Rojava Devrimi, Trump’ın kararı ve ortaya çıkan fırsatlar...

ABD Başkanı Donald Trump’ın Suriye ve Kuzey Suriye’den güçlerini çekme kararı, Amerikan iç siyasetinde ciddi tartışmalara yol açarken, Türkiye’nin işgal ve katliamlarına geçit verdi.

ABD Tunus, Mısır, Libya ardından Suriye’de başlayan başkaldırılardan sonra bölgeye askeri olarak da adım adım girmeye başladı. ABD’nin bu adımı, sözkonusu ülkelerde halk tarafından başlatılan ve “Arap Baharı” olarak adlandırılan isyanlarla gerçekleştirilen devrim süreçlerinin üzerine konmak içindi.
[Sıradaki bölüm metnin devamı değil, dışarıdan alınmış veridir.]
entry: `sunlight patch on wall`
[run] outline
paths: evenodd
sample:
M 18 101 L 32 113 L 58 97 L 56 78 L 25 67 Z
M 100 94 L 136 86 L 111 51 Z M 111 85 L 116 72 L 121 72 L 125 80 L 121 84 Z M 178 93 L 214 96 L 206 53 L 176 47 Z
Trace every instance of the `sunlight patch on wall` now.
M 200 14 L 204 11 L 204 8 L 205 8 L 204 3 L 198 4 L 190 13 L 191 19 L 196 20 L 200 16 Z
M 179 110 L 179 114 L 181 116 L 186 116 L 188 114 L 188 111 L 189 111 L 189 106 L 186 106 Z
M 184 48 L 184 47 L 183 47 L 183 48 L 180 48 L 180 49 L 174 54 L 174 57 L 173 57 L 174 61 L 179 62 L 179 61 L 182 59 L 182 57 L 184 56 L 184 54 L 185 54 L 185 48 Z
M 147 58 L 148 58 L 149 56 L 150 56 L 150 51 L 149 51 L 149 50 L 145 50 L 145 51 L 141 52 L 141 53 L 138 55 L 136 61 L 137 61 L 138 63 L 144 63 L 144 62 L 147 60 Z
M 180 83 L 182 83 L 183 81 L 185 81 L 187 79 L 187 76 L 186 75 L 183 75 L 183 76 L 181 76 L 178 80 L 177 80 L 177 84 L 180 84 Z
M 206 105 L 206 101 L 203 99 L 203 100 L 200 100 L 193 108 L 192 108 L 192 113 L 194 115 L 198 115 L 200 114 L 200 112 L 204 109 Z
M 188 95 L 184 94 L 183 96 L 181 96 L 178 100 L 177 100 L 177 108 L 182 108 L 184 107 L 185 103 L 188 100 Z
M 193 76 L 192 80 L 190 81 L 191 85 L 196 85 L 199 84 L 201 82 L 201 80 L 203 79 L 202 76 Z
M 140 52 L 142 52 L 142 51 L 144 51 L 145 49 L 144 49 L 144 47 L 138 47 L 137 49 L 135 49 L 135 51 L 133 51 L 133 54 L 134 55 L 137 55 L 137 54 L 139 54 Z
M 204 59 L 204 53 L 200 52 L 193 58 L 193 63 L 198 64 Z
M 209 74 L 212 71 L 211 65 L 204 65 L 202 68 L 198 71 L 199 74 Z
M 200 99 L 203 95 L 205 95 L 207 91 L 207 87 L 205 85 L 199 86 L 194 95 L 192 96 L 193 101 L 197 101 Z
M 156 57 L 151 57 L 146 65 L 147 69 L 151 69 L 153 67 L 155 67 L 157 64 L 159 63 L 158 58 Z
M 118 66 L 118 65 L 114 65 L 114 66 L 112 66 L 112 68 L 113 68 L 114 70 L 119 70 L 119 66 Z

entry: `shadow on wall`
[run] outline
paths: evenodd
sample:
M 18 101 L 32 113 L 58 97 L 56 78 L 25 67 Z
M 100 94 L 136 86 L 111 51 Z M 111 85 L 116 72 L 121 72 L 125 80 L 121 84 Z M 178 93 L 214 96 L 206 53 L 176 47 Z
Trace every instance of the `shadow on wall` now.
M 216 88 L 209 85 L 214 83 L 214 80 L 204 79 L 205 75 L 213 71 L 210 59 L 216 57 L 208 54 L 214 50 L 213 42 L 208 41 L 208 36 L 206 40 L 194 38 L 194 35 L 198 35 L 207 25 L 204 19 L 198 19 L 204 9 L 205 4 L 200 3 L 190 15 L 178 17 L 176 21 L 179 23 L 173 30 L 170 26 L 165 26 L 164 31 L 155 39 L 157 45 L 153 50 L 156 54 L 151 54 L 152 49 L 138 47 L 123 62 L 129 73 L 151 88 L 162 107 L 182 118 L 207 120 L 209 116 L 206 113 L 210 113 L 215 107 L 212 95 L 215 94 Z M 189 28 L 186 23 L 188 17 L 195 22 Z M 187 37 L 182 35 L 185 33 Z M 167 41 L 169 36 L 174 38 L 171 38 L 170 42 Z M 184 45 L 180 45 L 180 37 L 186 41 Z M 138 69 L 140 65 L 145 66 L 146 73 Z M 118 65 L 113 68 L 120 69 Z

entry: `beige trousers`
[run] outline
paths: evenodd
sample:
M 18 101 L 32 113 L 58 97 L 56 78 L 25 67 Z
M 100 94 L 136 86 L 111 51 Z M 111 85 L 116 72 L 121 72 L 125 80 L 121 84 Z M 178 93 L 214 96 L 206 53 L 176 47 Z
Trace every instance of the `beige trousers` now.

ABD, bu politikayı AKP ile birlikte izlemeye başladı. Zira AKP, 2003 yılında Arap ülkelerinde etkili olmak, ABD politikalarına hizmet etmek için siyasal İslam iktidarı olarak geliştirilmişti.

ABD yönetimi, halk isyanlarını saptırmak ve demokratik devrimlerle sonuçlanmasını engellemek için AKP ile birlikte Tunus, Mısır, Libya ve Suriye’de ortak politika izlemeye ve devrilen diktatörlerin yerine kendi “siyasal İslamı”nı egemen kılmaya çalıştı. Ancak ABD, AKP ile bu ortaklığı yürütmek isterken, AKP ve Erdoğan da, ABD’den bağımsız olarak Müslüman Kardeşler'le kendisine bağlı bir iktidar kurma çalışmalarını yürütmeye başladı.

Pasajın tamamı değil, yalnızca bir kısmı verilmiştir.